Seit fast nun einer Dekade gibt es sogenannte Robo-Advisor in den USA – alleine die beiden größten Anbieter (Betterment und Wealthfront) verwalten Vermögen im Wert von rund 10 Milliarden Euro. Bei uns sind solch clevere Finanzalgorithmen erst im Kommen und müssen daher noch das Vertrauen bei den Anlegern gewinnen. Die Experten vom unabhängigen Robo-Advisor-Portal robo-advisor.de haben sich den deutschen Markt genau angeschaut und alle 13 bisher verfügbaren Anbieter unter die Lupe genommen. Mit einem vergleichsweise noch kleinen Volumen von 397 Millionen Euro steht die deutsche Robo-Advisor-Landschaft noch am Anfang ihrer Entwicklung.

Wie funktioniert ein Robo-Advisor? Ein Robo-Advisor ist ein Finanzalgorithmus, der den digitalen Fondsmanager ersetzen will. Um solch ein Service zu nutzen, muss der Anleger im Grunde nur zwei Variablen festlegen:

  • Welches Risiko soll eingegangen werden? (Risikoneigung)
  • Wie lange soll der Betrag angelegt werden? (Anlagedauer)

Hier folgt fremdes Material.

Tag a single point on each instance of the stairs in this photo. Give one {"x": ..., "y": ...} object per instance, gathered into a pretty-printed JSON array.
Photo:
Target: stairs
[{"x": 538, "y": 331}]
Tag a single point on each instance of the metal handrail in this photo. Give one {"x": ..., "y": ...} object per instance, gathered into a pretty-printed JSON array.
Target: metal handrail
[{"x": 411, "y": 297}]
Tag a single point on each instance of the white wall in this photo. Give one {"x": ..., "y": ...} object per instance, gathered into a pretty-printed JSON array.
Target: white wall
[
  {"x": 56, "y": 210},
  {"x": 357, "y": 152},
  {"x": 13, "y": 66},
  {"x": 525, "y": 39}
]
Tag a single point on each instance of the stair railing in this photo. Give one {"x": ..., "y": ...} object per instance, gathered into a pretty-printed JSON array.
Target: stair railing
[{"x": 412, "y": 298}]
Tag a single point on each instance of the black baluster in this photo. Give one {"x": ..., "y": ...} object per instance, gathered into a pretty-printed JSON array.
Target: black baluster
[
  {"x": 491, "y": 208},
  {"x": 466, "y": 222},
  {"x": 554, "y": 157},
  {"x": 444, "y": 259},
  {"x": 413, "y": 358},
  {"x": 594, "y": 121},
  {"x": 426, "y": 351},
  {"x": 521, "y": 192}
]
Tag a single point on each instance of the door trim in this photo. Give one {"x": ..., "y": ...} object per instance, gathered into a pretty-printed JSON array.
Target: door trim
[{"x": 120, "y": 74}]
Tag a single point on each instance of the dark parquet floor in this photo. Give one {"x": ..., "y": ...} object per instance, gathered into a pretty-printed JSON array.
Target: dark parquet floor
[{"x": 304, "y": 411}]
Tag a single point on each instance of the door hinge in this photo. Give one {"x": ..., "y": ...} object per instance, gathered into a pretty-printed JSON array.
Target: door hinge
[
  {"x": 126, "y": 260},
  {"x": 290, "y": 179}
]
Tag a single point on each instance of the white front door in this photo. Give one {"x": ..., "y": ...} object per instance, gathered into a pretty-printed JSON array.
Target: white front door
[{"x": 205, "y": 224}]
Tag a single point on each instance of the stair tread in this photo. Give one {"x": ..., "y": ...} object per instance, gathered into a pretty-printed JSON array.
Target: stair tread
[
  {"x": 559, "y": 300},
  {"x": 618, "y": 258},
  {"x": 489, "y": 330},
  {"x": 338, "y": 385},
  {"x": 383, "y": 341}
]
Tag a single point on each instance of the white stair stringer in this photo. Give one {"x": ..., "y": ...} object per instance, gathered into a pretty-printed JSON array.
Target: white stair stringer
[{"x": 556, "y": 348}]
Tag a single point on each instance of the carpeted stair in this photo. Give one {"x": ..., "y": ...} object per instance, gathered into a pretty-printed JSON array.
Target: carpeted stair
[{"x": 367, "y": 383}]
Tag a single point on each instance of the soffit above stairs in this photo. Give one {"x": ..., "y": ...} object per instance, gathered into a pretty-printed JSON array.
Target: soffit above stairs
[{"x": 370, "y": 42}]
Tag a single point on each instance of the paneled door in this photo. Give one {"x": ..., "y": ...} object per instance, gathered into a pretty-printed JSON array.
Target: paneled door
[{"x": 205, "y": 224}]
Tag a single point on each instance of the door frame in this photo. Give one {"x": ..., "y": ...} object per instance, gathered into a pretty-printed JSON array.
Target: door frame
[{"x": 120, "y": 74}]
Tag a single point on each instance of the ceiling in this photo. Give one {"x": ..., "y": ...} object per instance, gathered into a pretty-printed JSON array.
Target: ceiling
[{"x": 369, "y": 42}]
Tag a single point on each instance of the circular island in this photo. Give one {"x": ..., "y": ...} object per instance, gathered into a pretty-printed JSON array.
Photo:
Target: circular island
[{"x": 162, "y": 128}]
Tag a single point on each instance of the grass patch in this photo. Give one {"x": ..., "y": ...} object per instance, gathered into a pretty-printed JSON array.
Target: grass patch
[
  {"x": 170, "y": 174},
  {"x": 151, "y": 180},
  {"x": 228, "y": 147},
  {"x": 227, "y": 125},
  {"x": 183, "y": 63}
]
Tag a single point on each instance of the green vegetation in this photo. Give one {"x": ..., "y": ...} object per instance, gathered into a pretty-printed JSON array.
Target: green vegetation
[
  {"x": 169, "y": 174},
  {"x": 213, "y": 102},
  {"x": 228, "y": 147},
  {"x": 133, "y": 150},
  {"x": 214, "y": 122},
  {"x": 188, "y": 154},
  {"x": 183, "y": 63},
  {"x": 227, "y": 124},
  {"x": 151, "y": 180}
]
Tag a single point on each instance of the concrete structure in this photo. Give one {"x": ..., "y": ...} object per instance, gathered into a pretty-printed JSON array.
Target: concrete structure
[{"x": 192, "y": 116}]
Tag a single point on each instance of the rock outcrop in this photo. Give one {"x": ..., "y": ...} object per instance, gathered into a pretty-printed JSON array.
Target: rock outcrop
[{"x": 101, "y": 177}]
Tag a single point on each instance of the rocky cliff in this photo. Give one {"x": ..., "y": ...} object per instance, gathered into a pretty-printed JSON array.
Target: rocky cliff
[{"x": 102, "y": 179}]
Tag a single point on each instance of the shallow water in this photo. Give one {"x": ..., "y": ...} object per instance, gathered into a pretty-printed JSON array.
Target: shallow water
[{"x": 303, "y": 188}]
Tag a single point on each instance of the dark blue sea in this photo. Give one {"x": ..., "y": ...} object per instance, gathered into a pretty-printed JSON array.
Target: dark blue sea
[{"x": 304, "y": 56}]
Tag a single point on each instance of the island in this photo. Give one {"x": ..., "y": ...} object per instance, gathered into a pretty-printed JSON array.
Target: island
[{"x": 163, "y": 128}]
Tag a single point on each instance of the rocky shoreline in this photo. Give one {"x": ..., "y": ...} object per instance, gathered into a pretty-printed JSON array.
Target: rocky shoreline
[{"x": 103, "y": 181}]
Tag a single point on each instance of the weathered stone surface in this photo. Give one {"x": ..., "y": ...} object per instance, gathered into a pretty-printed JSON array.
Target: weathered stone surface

Hat der Robo-Advisor diese Informationen, fängt er an zu arbeiten und baut ein entsprechendes Portfolio aus ETFs, was sich maßgeblich an der Risikoneigung aber auch an der Anlagedauer orientiert. Ist ein Anleger eher risikofreudig, so werden vermehrt Aktien eingekauft. Scheut der Anleger das Risiko und will lieber lange investieren, wird eher in sichere Häfen wie zum Beispiel Staatsanleihen investiert.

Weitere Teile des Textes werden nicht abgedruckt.